SUMMERY OF THE UTILITY MODEL
The present invention aims to solve at least one of the technical problems in the related art to a certain extent.
Therefore, the utility model aims to provide an insulating monitoring system of low pressure, simple structure, the reliability is high, the fortune dimension is with low costs.
In order to achieve the purpose, the utility model provides a low-voltage insulation monitoring system, which comprises a low-voltage insulation monitoring cabinet, an upper computer and a leakage current collecting device;
The low-voltage insulation monitoring cabinet comprises: the device comprises an insulation monitoring device, a fault positioning device and a controller, wherein the insulation monitoring device and the fault positioning device are respectively connected with the controller;
The upper computer is connected with the controller through an Ethernet;
The leakage current collecting device is arranged in a power distribution loop between the low-voltage switch cabinet and the low-voltage electric equipment and is connected with the fault positioning device through a cable.
According to the utility model discloses an embodiment, the insulation monitoring device pass through the cable with the low tension switchgear with leak current collection system between the cable junction.
According to the utility model discloses an embodiment, the insulation monitoring device pass through the cable with cable junction between low tension switchgear and step-down transformer.
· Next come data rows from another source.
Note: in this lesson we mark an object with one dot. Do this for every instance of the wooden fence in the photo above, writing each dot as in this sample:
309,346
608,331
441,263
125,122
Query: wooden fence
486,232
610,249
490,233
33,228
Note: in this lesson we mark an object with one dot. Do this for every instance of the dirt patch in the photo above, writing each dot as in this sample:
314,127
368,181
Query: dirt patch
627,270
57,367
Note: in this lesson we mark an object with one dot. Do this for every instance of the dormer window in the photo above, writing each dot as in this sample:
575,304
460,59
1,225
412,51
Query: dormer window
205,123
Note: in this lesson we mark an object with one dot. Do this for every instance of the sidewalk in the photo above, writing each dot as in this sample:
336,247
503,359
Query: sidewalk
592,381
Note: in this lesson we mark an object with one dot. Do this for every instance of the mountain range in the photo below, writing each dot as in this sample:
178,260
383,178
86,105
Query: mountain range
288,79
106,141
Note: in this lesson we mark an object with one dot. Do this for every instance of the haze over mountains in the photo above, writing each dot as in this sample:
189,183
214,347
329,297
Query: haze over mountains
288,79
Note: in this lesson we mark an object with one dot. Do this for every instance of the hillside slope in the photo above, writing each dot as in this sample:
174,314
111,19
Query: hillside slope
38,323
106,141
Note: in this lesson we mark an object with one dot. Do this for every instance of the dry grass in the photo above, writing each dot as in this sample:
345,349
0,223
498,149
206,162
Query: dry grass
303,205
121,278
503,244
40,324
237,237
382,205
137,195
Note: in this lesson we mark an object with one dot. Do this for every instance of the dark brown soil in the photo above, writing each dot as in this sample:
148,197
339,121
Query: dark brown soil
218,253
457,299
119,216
According to an embodiment of the present invention, the insulation monitoring devices correspond one-to-one to the step-down transformers;
The number of the power distribution loops is multiple, and each power distribution loop corresponds to one leakage current acquisition device;
The number of the fault positioning devices is at least one, and each fault positioning device corresponds to at least one electric leakage acquisition device.
According to the utility model discloses an embodiment, be provided with the status indicator lamp of distribution circuit on the fault locating device, the status indicator lamp with the distribution circuit one-to-one.
According to the utility model discloses an embodiment, the low pressure insulation monitoring still is provided with alarm device on the cupboard, alarm device with the controller is connected.
According to an embodiment of the present invention, the system further comprises: one or more of a temperature sensor, a humidity sensor and a multifunctional electric meter;
The temperature sensor, the humidity sensor and the multifunctional electric meter are all connected with the controller.
according to the utility model discloses an embodiment, the fault location module with all possess 485 communication interfaces on the insulation monitoring device, just the fault location module with insulation monitoring device all passes through 485 communication interfaces with the controller is connected.
according to the utility model discloses an embodiment, the low pressure insulation monitoring still is provided with the switch on the cupboard, the one end of switch with the controller is connected, the other end of switch with the upper computer is connected.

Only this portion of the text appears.